November 20, 2020

GrabCut for Automatic Image Segmentation [OpenCV Tutorial]

This post will explain what the GrabCut algorithm is and how to use it for automatic image segmentation with a hands-on OpenCV tutorial.

Tired of photoshopping your images to extract their foreground? This post will explain what the GrabCut algorithm is and how to use it for automatic image segmentation with a hands-on OpenCV tutorial!

Automatic GrabCut
Automatic GrabCut on Baby Groot

On my latest project, the first step of the algorithm we designed was seemingly simple: extract the main contour of an object on a white background. In this post, we’ll see how to solve this problem using GrabCut, a smart segmentation algorithm.

Go to the last section for a tutorial with open source code to try it out!

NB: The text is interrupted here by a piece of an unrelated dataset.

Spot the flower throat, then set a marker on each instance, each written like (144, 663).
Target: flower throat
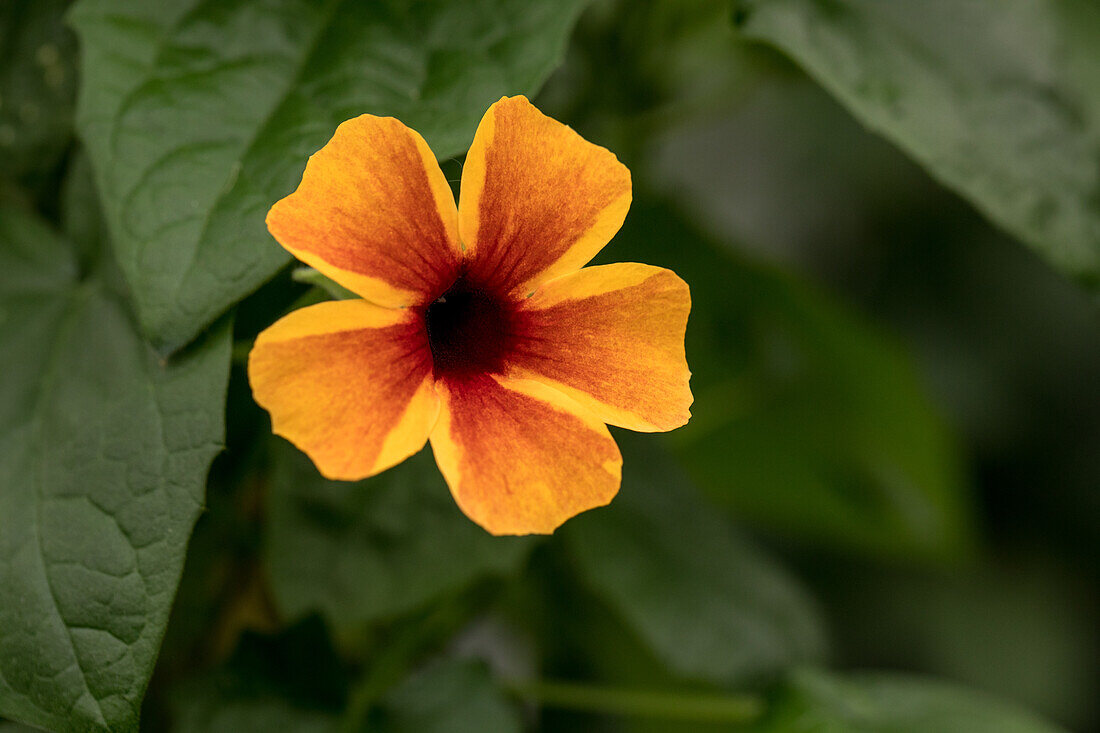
(470, 331)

Why we used GrabCut for image segmentation

For the purpose of this post, let’s imagine that our object of interest is a spoon. We want to know everything about this spoon, from its length to the shape of each part. In order to do so, the first step is to extract its main contour.

To do so, our first idea was to use OpenCVfindContours”. As its name tells us, this method extracts contours from a binarized image. As you can see below, it did not go as planned!

Spoon contours extraction with OpenCV findContours method. The main spoon contour is discontinuous.

Contours extracted with “findContours” are as good as the initial image binarization. In this example, we did not manage to obtain such a binarization. Indeed, pixels from the spoon were converted to 0s, notably around the flash zone. As a result, the main extracted contour is discontinuous. Moreover, the numerous subcontours present on the final image are noise that prevents us from retrieving the main shape of the spoon.

At this point, we took a step back. What are the initial problem characteristics?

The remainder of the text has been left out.